Among their major crime according to a research in the United Kingdom is the use of cash to pay their bills and as the usual mode of payment to evade income taxation. They are involved in the inflation of the insurance claims and they even go to extents of ‘picking’ office equipment and other office stationery to their homes. (Burfeind & Dawn 2006).
However, from the Merton’s strain theory, the motivation to commit crime is derived from a disjunction in the American society between the universal aspirations to accumulate material wealth and the limitations imposed by the stratification of the society. As a result, from Melton’s view several adaptations to such as stress are not equally available to everyone. The middle class people have a hard time turning to crime because they have been socialized to be law abiding as opposed to the lower class. (Muncie 2009). The middle class ethic is an ethic of individual responsibility. It applauds resourcefulness and self reliance, a reluctance to turn to others for help.

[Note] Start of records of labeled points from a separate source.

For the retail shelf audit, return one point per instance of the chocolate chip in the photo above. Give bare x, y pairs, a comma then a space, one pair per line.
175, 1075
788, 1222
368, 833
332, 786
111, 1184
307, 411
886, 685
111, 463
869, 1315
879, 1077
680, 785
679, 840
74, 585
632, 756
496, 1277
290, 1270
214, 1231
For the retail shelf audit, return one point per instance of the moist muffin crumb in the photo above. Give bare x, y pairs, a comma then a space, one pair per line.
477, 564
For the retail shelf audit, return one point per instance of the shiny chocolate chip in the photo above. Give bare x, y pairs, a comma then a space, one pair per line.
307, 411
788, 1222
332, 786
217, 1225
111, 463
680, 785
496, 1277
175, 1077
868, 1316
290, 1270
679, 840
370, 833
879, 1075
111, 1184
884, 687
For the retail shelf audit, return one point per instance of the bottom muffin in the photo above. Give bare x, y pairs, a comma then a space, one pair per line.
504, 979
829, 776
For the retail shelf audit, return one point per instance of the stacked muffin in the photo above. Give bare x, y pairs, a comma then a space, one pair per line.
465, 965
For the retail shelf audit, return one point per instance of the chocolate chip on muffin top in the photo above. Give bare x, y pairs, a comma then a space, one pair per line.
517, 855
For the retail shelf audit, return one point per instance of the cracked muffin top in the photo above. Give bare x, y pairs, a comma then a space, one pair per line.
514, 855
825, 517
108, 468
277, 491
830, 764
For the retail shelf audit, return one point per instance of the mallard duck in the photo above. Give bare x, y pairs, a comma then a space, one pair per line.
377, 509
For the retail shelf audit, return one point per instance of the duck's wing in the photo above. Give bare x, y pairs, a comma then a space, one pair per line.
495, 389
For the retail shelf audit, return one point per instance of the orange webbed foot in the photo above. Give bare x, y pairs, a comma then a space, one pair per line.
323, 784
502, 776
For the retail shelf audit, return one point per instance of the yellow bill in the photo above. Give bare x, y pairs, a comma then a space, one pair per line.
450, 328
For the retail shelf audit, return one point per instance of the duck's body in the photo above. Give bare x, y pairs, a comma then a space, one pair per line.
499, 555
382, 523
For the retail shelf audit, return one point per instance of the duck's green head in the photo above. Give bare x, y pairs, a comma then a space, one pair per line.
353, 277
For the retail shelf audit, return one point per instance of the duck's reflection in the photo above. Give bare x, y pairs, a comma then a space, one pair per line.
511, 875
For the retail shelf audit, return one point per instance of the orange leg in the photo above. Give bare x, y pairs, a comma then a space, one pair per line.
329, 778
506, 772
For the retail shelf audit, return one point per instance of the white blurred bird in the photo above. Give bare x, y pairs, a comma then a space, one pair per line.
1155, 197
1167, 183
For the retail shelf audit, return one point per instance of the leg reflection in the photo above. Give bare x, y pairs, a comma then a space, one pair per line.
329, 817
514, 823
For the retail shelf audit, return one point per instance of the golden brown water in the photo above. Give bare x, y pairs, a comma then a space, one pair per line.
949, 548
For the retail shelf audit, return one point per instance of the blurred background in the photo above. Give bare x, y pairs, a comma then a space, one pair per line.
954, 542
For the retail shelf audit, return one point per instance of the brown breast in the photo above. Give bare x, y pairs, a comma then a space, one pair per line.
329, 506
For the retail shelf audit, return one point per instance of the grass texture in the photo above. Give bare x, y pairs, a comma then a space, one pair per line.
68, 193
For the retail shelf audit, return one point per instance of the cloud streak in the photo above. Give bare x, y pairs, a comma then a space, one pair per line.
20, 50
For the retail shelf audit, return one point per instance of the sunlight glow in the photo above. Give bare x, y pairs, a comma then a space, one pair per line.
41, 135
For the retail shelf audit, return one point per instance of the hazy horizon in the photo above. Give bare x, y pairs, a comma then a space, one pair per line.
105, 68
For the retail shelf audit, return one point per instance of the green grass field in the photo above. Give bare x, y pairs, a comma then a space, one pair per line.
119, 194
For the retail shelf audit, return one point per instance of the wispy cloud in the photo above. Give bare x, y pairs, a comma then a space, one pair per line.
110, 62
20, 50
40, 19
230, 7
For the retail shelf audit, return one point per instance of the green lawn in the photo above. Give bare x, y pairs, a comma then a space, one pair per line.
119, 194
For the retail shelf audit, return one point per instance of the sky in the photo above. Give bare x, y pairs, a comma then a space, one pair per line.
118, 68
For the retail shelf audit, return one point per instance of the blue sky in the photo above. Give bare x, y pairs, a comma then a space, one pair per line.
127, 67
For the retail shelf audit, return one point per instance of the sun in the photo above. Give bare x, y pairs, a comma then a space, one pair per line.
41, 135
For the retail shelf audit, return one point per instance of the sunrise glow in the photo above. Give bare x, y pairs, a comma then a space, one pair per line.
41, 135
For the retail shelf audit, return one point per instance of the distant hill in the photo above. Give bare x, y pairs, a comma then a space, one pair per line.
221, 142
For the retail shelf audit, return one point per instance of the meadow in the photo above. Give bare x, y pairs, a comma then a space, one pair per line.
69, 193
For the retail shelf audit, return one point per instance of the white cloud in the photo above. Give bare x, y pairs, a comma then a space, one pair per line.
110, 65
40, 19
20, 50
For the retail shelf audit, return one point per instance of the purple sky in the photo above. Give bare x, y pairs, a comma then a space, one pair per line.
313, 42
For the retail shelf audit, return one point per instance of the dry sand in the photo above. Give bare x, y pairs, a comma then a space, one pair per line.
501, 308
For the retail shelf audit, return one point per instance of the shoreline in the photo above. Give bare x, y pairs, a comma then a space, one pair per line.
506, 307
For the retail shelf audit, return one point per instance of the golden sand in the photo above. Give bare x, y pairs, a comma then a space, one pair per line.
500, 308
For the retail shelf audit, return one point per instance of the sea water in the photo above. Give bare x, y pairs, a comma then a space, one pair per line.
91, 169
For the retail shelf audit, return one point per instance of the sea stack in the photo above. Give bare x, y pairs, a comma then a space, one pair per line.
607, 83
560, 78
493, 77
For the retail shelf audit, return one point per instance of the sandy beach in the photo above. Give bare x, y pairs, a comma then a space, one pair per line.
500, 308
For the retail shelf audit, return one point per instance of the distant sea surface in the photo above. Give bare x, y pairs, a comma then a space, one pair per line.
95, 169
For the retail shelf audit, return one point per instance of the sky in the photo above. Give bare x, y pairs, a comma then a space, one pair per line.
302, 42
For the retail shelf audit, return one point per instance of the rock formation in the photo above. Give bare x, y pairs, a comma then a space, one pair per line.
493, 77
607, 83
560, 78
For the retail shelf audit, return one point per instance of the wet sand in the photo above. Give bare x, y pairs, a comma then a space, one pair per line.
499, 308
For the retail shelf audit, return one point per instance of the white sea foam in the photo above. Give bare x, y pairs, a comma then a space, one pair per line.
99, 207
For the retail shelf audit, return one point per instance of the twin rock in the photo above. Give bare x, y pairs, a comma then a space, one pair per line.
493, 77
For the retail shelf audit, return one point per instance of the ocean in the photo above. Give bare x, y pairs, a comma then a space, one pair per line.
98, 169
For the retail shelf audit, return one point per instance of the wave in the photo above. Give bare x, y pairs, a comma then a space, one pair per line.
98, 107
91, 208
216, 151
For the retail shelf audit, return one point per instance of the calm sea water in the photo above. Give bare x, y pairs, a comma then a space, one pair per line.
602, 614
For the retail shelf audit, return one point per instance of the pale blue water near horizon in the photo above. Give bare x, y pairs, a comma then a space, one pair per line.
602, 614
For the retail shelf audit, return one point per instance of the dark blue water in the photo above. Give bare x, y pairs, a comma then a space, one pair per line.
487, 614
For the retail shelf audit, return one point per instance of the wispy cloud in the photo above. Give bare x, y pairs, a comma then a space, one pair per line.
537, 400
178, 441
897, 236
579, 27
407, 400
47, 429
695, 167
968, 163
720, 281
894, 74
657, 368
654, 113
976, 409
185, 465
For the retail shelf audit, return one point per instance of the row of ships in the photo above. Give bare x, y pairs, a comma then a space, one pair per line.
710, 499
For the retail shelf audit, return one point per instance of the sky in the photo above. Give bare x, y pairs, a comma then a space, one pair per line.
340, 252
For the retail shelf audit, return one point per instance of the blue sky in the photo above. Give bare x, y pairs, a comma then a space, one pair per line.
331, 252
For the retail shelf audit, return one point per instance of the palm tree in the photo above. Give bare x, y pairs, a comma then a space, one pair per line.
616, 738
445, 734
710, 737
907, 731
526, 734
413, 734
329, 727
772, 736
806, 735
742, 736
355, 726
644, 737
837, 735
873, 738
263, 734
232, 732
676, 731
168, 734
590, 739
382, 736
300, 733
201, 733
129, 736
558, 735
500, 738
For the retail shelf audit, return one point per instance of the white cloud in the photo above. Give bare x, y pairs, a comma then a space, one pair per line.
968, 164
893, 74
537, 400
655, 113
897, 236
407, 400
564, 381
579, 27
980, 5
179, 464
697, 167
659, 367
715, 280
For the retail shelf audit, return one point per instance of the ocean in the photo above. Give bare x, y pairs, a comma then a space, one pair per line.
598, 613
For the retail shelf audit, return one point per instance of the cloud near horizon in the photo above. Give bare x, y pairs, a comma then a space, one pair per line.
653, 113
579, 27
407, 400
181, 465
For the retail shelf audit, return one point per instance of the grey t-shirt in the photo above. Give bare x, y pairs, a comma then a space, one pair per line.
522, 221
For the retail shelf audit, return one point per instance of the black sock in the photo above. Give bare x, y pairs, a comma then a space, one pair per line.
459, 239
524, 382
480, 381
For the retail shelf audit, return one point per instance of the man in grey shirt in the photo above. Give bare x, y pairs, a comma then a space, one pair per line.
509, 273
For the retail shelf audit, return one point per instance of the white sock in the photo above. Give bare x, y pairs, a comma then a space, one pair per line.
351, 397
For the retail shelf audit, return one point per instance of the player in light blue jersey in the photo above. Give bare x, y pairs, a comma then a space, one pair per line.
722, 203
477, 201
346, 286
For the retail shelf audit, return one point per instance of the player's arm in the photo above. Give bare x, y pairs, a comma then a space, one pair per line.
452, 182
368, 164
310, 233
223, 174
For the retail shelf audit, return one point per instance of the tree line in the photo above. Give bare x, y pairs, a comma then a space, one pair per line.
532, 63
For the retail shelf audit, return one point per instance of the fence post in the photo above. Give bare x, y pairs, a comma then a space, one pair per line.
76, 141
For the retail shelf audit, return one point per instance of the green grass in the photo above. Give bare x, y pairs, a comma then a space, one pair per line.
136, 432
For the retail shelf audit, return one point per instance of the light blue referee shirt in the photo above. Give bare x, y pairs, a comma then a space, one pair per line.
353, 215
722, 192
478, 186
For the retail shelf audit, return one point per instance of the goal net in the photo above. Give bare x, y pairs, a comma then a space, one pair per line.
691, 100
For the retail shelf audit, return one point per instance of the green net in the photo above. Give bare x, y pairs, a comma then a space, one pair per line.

The middle class norms place a high evaluation on the cultivation and possession of skills and on the tangible achievements which are presumed to witness the possession of skills and the application of effort. They are in readiness and possess the ability to post phone and to subordinate the temptations of immediate satisfactions and self indulgence in the interest of the achievement of a long run goals. This eventually cultivates the value system rewards and encourages the middle class on the rational cultivation of manners, courtesy and personality. (Philip 2003).
Conclusion
The middle class group is a category of people who are always at cross roads. The make up of this group is striving to live there dream and make it in life on one hand and on the other are fighting hard to keep their heads above the waters of life. Poverty and riches are beckoning on either sides, and there is always an increased temptation to look for the easiest way out; crime.
References
Burfeind, J. W, Dawn J. B. (2006). Juvenile delinquency: an integrated approach. Sudbury: Jones and Burkett publications.
Muncie, J. (2009). Youth and crime. California: Sage Productions.
Philip, B. (2003). Crime. New York: Rutledge publishers.